What is the treatment for LUTS?

  • Change of lifestyle: Require patient education and periodic monitoring.
    • Strategies include: Reduction in fluid intake, avoiding the use of bladder stimulants (coffee, tea, lemon, chili pepper, cigarette), double-micturition technique, urethral milking, bladder retraining in conjunction with the review of used medications . With adequate adherence, these changes can have a significant improvement in IPSS similar to alpha blockers
  • Alpha-adrenergic blockers: The prostate and bladder contain alpha-adrenergic receptors that generate a contractile response to the stimulus.
  • Inhibidores de 5α reductasa (I5AR): El efecto de la testosterona y dehidrotestosterona (DHT) en el desarrollo de la HPB es bien conocido. La 5α reductasas convierte la testosterona en DHT (más potente). Los I5AR bloquean dicha enzima. Su efecto se ve a los 2-6 meses reduciendo el volumen prostático 25-30%, limita su crecimiento, reduce la angiogéensis, mejora IPSS 5 o 5 Puntos, reduce los niveles de PSA hasta 50%, reduce necesidad de cirugía en 55% y RUA en 57%.
  • Combined therapy: There is no difference in the short term. Long term: reduces risk of RUA or surgery 66% greater adverse effects.

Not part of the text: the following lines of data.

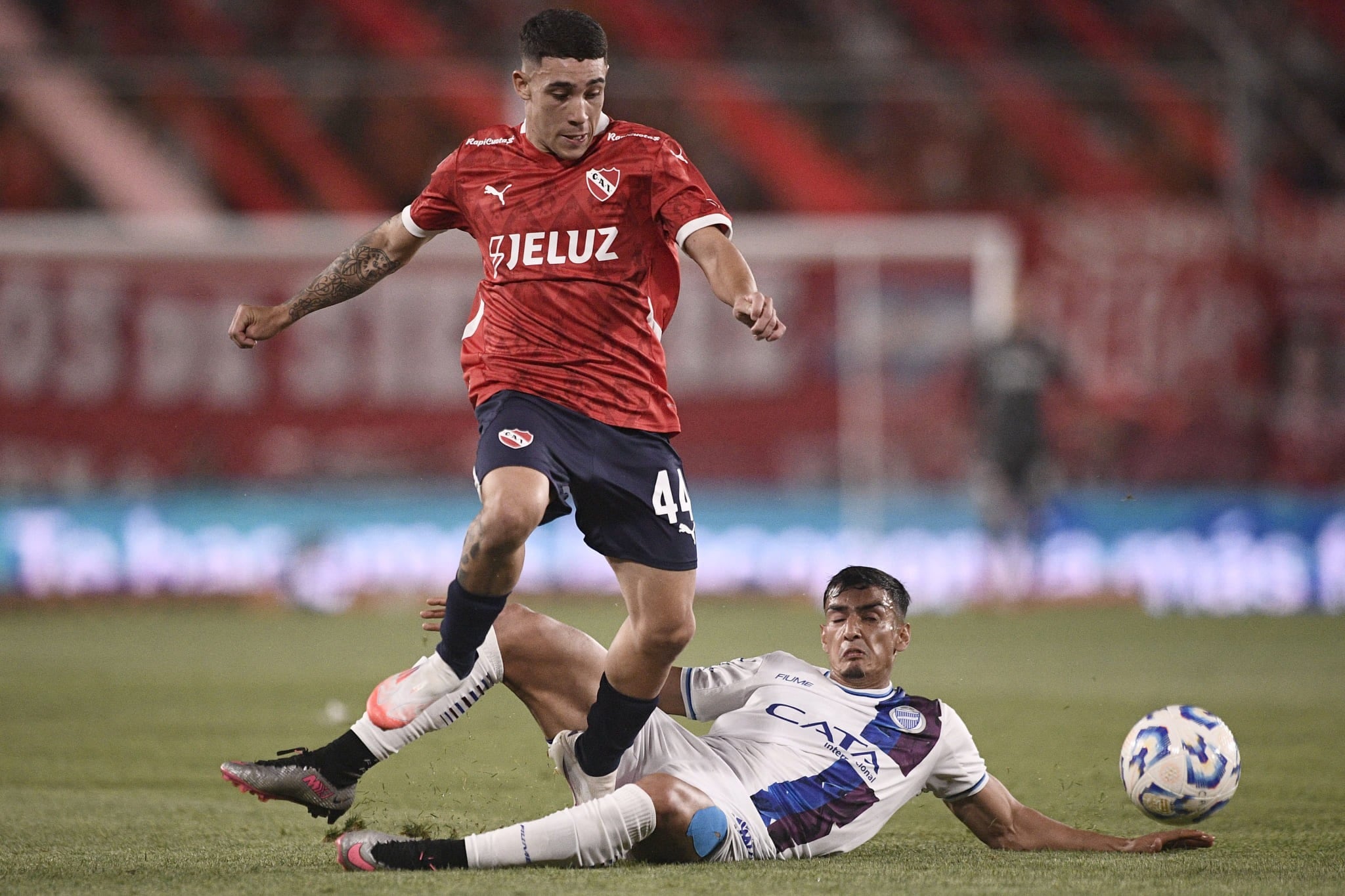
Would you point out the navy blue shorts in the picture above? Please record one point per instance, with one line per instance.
(627, 485)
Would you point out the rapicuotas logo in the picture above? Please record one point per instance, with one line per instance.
(516, 438)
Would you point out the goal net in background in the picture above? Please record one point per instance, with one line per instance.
(143, 452)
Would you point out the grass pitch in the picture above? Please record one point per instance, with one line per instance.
(116, 719)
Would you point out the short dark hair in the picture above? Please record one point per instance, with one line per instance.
(868, 578)
(563, 34)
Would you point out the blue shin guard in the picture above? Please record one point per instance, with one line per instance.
(708, 830)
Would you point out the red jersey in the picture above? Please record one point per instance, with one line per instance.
(580, 263)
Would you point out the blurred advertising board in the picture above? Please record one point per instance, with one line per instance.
(1189, 358)
(1214, 553)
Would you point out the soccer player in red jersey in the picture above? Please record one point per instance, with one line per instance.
(579, 219)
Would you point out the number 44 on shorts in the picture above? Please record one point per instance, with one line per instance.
(663, 504)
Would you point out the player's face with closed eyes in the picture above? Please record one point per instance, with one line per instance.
(563, 100)
(862, 633)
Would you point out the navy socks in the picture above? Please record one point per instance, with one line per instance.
(422, 855)
(467, 620)
(615, 719)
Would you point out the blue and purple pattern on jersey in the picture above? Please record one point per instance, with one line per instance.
(807, 809)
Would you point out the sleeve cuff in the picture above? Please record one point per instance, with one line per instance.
(686, 694)
(704, 221)
(970, 792)
(413, 228)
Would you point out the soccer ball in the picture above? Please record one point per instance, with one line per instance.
(1180, 765)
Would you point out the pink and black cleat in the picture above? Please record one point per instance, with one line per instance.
(355, 849)
(292, 778)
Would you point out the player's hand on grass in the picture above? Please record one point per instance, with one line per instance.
(256, 323)
(1164, 840)
(758, 312)
(436, 612)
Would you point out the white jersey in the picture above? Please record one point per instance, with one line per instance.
(826, 765)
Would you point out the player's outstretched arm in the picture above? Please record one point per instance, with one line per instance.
(1002, 822)
(732, 282)
(372, 258)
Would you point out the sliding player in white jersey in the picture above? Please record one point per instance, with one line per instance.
(802, 761)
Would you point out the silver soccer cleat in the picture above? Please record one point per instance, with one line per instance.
(292, 779)
(355, 849)
(584, 786)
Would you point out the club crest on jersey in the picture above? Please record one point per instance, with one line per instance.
(516, 438)
(603, 182)
(907, 719)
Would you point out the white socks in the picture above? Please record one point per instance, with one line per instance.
(594, 833)
(487, 673)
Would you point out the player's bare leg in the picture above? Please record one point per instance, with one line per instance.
(658, 626)
(513, 503)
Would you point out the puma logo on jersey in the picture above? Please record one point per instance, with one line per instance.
(552, 247)
(603, 182)
(516, 438)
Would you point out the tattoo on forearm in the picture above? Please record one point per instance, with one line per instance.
(354, 272)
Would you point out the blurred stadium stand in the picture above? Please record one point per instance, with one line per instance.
(1172, 172)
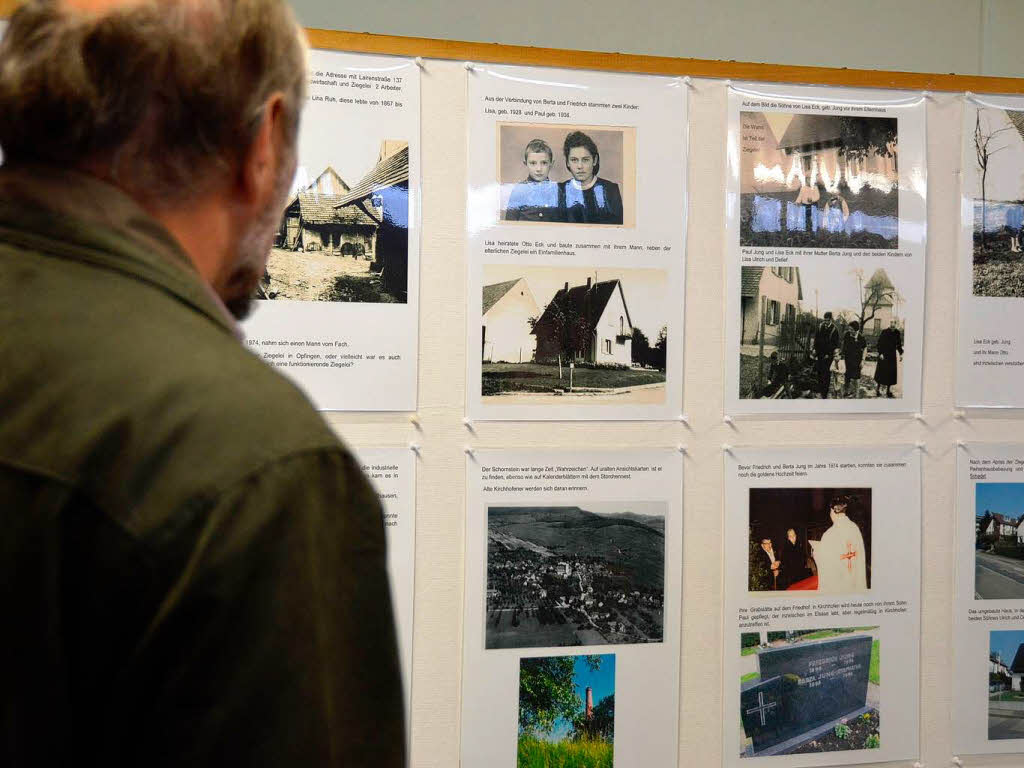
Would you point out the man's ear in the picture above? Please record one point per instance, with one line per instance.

  • Anticolinergic drugs: they are not indicated in combination with αblockers in STUB management, unless there is associated detrusor hypereactivity.
  • Inhibitors of 5-phosphodiesterase (I5PDE): 5-Phosphodiesterase (5PDE) is present in the transitional zone, detrusor and smooth muscle of the urinary tract. Antiproliferative effect in smooth muscle of prostate and bladder. Tadalafil 5mg QD start of action at 4 weeks, reduces IPSS by 2.8 points to 6 weeks and 3.8 to 12 weeks.
  • Physiotherapy: there is no significant clinical evidence (Serenoa repens, vira vira)
    Surgery: The patient must be sent to the urology service so that respective specialty, determine what is the surgical procedure to follow.

Comments are closed, but trackbacks and pingbacks are open.